Яшка подошел к зароду. По запаху, по разорванной на груди рубахе, по лохматому волосу на голове узнал его — это был ругливый, шумный человек, но лошади почему-то любили его. Никто не любил, а лошади любили. Может быть, потому, что с раннего возраста привыкали к нему, пьяному, с людьми грубому. И с ними, с лошадьми, он обходился не лучше — ругал их, но кормил и разговаривал так, будто все они должны были его понимать.
Человек проснулся, сел и потряс головой. Яшка отскочил сажени на три, боком встал, повернул голову.
— Ты где шляесси? — спросил человек. — Ты что об себе понимаешь, июда? Значит, я за тебя отвечай, а ты, значит, вольничаешь? — Яшка запрядал ушами, переступил, и это не понравилось человеку. — Пляшешь, пала, танцуешь? А робить кто будет? — Тут человек вскочил с земли и с кулаками бросился на Яшку. Яшка отбежал, остановился. Человек грозил ему кулаком, ругался, а потом сказал: — Сам придешь, пала, сам! Голодуха тебя, бродягу, домой пригонит! — И ушел, хромая на обе ноги, разговаривая сам с собою. Вместе с ним уплыл и тяжелый болотный запах.
А назавтра исчез с поля зарод — увезли его по велению бригадира.

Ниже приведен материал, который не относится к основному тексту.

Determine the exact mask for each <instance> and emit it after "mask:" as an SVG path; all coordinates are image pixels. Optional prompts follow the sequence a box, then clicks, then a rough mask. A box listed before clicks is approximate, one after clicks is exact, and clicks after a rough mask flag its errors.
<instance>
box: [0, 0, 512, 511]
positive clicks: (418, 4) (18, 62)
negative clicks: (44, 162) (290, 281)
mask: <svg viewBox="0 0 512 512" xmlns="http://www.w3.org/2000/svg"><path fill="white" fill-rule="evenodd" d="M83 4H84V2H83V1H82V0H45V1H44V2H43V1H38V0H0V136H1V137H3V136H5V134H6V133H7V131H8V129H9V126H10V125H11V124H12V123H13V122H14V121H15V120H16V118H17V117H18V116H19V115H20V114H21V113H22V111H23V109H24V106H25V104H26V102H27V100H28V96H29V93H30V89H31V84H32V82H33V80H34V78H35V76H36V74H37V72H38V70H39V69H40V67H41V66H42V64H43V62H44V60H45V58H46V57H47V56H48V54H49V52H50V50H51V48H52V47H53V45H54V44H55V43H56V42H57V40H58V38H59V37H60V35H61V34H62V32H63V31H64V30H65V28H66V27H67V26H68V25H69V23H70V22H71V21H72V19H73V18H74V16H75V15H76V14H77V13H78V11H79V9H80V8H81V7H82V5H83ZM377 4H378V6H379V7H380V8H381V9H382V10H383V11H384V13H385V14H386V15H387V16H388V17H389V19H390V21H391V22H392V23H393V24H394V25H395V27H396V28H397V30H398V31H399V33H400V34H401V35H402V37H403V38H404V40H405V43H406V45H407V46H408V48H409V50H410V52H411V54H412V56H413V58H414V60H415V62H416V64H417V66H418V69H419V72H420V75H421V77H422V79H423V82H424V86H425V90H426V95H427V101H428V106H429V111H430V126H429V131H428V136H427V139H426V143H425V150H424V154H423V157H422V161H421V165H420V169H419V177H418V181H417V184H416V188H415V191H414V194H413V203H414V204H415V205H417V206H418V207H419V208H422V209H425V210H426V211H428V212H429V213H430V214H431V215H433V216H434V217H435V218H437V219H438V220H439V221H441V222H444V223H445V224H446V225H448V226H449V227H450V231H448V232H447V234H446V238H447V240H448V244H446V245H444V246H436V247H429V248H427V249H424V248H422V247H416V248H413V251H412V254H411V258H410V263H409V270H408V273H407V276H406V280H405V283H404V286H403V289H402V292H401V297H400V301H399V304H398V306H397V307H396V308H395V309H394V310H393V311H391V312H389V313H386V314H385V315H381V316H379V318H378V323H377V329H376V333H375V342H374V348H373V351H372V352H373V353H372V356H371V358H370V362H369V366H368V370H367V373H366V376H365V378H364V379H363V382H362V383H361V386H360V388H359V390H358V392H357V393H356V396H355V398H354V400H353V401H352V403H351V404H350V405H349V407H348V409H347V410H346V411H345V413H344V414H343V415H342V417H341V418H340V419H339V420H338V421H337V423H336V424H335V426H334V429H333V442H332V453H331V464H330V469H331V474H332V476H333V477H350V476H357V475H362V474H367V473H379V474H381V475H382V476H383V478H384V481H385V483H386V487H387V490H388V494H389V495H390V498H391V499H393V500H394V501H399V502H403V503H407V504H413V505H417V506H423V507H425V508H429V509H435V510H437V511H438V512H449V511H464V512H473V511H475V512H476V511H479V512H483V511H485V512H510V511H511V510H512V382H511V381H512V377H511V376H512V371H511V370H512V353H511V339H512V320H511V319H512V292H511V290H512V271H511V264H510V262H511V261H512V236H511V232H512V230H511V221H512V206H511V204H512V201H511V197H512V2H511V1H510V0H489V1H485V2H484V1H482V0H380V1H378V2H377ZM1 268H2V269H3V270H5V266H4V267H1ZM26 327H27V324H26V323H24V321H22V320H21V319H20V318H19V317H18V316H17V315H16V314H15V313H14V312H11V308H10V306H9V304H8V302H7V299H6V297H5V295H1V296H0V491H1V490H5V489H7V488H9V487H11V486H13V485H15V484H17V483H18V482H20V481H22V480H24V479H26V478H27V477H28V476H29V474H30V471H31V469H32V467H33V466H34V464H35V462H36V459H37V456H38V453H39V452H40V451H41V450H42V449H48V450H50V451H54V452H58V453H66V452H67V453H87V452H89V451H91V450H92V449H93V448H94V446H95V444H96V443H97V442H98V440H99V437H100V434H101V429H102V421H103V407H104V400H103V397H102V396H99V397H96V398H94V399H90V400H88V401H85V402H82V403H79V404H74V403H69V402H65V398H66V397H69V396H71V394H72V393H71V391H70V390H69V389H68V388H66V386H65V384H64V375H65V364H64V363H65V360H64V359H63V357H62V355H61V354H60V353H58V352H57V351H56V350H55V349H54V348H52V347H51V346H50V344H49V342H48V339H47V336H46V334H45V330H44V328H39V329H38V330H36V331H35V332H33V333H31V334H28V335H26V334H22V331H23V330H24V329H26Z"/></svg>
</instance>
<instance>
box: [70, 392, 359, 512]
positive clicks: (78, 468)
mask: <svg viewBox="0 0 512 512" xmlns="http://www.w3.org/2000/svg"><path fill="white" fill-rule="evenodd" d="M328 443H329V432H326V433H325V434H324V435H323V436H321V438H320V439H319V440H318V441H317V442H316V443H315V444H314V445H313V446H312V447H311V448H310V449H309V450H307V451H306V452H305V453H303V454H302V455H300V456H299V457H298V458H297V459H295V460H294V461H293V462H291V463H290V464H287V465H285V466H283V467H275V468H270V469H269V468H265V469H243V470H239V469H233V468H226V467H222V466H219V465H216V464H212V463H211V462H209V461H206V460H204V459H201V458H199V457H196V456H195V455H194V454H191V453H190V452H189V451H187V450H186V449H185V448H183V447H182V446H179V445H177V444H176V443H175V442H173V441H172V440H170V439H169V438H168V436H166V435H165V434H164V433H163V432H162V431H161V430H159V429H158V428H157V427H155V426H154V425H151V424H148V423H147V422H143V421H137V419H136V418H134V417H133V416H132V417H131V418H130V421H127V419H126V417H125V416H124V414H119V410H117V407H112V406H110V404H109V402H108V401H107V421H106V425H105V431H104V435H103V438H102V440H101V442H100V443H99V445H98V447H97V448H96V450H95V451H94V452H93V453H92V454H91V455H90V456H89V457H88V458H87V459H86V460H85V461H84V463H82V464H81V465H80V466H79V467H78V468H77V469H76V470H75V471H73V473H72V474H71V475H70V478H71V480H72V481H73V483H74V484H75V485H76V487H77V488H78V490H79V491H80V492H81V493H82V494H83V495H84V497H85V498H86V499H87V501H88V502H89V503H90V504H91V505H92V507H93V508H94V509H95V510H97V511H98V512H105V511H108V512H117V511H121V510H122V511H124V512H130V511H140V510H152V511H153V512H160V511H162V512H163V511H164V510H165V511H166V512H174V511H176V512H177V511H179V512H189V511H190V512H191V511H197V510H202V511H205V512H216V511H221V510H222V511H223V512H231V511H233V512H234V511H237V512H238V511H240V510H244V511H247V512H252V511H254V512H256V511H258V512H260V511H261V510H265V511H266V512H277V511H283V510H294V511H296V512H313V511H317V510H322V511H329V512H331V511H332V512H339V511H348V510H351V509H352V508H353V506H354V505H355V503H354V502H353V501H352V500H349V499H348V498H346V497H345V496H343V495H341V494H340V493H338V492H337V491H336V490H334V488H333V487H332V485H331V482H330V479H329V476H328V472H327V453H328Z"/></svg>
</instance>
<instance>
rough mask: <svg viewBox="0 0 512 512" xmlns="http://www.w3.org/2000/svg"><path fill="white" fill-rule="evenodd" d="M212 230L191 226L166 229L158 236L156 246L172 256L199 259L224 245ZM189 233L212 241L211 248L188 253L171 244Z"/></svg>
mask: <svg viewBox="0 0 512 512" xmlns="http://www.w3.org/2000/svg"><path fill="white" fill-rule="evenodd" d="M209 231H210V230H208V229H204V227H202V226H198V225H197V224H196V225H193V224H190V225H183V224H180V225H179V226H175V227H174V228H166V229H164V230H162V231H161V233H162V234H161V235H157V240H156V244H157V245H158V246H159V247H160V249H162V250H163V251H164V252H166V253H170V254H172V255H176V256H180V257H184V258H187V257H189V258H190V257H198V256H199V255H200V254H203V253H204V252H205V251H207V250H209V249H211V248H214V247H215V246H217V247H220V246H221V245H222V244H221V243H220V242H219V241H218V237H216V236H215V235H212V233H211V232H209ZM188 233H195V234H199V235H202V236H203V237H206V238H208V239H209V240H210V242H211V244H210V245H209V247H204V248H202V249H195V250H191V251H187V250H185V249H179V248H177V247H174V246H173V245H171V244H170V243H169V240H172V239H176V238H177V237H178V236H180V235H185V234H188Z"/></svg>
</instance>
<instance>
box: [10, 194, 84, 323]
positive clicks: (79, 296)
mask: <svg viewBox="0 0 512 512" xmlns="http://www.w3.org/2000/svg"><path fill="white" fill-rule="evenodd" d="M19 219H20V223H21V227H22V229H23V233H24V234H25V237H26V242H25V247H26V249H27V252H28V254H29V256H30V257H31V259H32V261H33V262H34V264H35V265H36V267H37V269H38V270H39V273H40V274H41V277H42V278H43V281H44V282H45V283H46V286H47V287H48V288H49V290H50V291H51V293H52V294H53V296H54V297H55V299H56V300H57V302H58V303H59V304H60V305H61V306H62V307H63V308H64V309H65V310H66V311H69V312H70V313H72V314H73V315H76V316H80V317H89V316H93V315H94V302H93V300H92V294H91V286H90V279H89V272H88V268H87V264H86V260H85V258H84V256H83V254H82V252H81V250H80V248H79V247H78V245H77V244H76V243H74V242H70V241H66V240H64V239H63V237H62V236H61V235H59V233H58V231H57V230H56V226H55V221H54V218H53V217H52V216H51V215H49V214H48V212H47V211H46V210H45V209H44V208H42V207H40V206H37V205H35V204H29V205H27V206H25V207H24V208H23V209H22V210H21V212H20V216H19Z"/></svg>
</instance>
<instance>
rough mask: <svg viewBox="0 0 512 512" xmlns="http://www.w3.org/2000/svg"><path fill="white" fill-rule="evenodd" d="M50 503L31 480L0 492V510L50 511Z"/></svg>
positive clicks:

Одонья зарода хватило ненадолго, да и снег уже выпал к этой поре, завалил траву, приморозило заросли в речке.
Вскорости мороз ударил, взнялась первая метель.
Яшка пришел в деревню. Сам пришел. Остановился среди улицы, протяжно заржал.
— Лови его, змея! — закричал бригадир.
Прибежали люди. Яшка шарахнулся от них, но его поймали арканом, и Яшка чуть было не задавился, ошалев от страха, криков и петли, больно сдавившей горло.
Бригадир схватился за удавку, ослабил ее, и когда Яшка отдышался, водворили его в темную и душную конюшню, пнув напоследок в пах. Яшка кричал, метался в стойле и ничего не ел. Тогда бригадир еще раз громко заругался и подпустил к нему Марианну. Сын с матерью долго бились в тесном стойле, но потом привыкли друг к другу, обнюхались и ели из одной кормушки овес и сено.
С Марианной и на улицу выпустили Яшку. Он ударился в лес бежать, но в первом же овраге ухнул по брюхо в снег, забился там бешено, потом, обессиленный, осел в сугроб и запришлепывал плачущими губами.
— А-а, морда беспачпортная! В лес тебе, в ле-ес! Я те покажу ле-ес! — закричал бригадир и погнал Марианну. Та деловито спустилась в овраг и, где лягаясь, где боком подталкивая, выдворила блудного сына на дорогу.
Гриву и хвост Яшке подстригли, длинную шерсть прочесали скребком и попробовали объезжать. Многих наездников поскидывал с себя Яшка, не раз в бега пускался, но бескормная зима, снега глубокие загоняли его обратно в село.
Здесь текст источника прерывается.